Bisnis.com, TOKYO - Lembaga pemeringkat atau rating Jepang menilai kebijakan serta koordinasi pemerintah dan bank sentral di Indonesia cukup kuat dan kredibel. Adapun, pelemahan nilai tukar rupiah saat ini disebut akibat sentimen negatif investor kepada negara emerging market.
Pada ringkasan atau highlight laporan pertemuan antara Bank Indonesia (BI) bersama Badan Keuangan Fiskal (BKF) dengan dua lembaga rating Jepang, Rating & Investment Information Inc. (R&I) dan Japan Credit Rating Agency Ltd. (JCR), yang diterima pada Selasa (21/08/2018) mendapat respons positif.
"Kebijakan bank sentral cukup kuat dan kredibel.

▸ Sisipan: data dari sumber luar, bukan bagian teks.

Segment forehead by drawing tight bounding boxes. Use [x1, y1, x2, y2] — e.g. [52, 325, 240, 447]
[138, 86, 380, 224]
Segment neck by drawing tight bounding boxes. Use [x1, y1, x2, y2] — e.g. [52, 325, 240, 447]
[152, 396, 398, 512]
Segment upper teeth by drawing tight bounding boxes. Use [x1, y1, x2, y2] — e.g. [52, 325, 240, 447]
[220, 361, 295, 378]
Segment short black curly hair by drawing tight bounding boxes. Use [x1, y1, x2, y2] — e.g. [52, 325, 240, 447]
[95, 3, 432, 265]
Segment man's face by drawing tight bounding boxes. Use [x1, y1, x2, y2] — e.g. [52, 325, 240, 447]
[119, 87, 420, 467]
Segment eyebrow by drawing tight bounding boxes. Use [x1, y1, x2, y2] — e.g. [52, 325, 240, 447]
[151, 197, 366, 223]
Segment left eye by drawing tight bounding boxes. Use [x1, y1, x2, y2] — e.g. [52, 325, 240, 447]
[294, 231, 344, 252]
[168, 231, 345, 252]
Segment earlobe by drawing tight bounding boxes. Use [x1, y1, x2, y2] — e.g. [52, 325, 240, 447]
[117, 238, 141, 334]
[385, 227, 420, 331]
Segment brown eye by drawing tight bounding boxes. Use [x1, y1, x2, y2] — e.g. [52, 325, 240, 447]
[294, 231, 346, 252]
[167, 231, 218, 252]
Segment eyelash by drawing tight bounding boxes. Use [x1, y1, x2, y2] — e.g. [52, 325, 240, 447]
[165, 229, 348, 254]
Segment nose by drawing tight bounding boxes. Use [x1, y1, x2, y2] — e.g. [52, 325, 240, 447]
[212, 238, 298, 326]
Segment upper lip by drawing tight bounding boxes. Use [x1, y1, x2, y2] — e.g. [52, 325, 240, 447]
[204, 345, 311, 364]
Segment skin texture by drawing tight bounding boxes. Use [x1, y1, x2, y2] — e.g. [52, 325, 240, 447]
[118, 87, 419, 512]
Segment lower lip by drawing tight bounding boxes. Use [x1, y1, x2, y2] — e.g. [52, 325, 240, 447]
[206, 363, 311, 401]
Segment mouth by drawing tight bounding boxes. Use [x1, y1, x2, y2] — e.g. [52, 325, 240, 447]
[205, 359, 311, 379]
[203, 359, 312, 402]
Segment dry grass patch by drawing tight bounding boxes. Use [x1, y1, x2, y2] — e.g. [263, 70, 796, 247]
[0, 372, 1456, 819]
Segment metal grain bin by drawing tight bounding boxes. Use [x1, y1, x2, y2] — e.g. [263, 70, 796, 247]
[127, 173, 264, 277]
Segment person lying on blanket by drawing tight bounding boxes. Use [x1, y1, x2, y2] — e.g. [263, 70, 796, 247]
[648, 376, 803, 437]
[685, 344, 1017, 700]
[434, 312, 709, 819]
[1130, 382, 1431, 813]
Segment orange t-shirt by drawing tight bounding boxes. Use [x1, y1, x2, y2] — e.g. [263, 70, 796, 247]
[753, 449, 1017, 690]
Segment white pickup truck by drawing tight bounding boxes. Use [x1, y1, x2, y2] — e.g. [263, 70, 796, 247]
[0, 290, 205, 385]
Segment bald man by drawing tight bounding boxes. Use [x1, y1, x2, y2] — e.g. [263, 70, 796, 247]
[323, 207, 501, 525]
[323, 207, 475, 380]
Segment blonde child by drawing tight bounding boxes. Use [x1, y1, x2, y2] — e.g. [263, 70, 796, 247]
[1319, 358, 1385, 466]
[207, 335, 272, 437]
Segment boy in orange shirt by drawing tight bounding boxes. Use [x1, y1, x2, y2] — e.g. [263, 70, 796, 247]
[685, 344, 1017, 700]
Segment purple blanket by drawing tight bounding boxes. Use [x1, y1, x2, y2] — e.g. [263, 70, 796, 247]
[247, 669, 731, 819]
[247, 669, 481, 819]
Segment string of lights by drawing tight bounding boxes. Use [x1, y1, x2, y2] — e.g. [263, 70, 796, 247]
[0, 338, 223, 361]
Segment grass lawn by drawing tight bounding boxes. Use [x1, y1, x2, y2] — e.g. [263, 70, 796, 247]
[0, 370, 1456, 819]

Selain itu, koordinasi antara Bank Indonesia dengan Pemerintah juga cukup bagus, hal itu terlihat pada pengendalian transaksi berjalan atau CA [current account]," tulis dalam ringkasan pertemuan antara BI dengan lembaga rating asal Negeri Samurai tersebut.
Pertemuan antara BI dengan dua lembaga rating Jepang itu dilakukan pada Senin (20/8/2018) pagi. Namun, sifat pertemuan terbatas untuk kedua pihak saja.
Di sisi lain, kebijakan bank sentral yang paling terkini adalah menaikkan suku bunga acuan 7days reverse repo rate (7drrr) sebesar 25 basis poin (bps) menjadi 5,25% pada pekan lalu.
BI menaikkan suku bunga acuan sebagai upaya mempertahankan daya tarik pasar keuangan domestik dan mengendalikan defisit transaksi berjalan dalam batas yang aman.
Di sisi lain, BI terus mencermati ekonomi domestik dan global untuk memperkuat respons bauran kebijakan untuk menjaga stabilitas ekonomi dan sistem keuangan.
Sementara itu, kemarin, BI bersama BKF juga bertemu dengan sejumlah analis perbankan dan investor di Jepang untuk memberikan informasi perkembangan ekonomi Indonesia.
"Ini hal biasa dilakukan, kan kami juga harus update informasi ke mereka [analis dan investor]," ujar Deputi Gubernur Senior BI Mirza Adityaswara.
Pada hari ini, BI juga melakukan presentasi kepada para Indonesianis. Dari tamu yang hadir ada dari akademisi, investor Jepang seperti Inpex, Deutsche Bundesbank, Bank of Japan, sampai Japan External Trade Organization (Jetro) di Asia Development Bank (ADB) Institute.
Mirza bersama Kepala Badan Kebijakan Fiskal Suahasil Nazara kembali mempresentasikan terkait kebijakan dan perkembangan ekonomi terkini kepada para Indonesianis tersebut.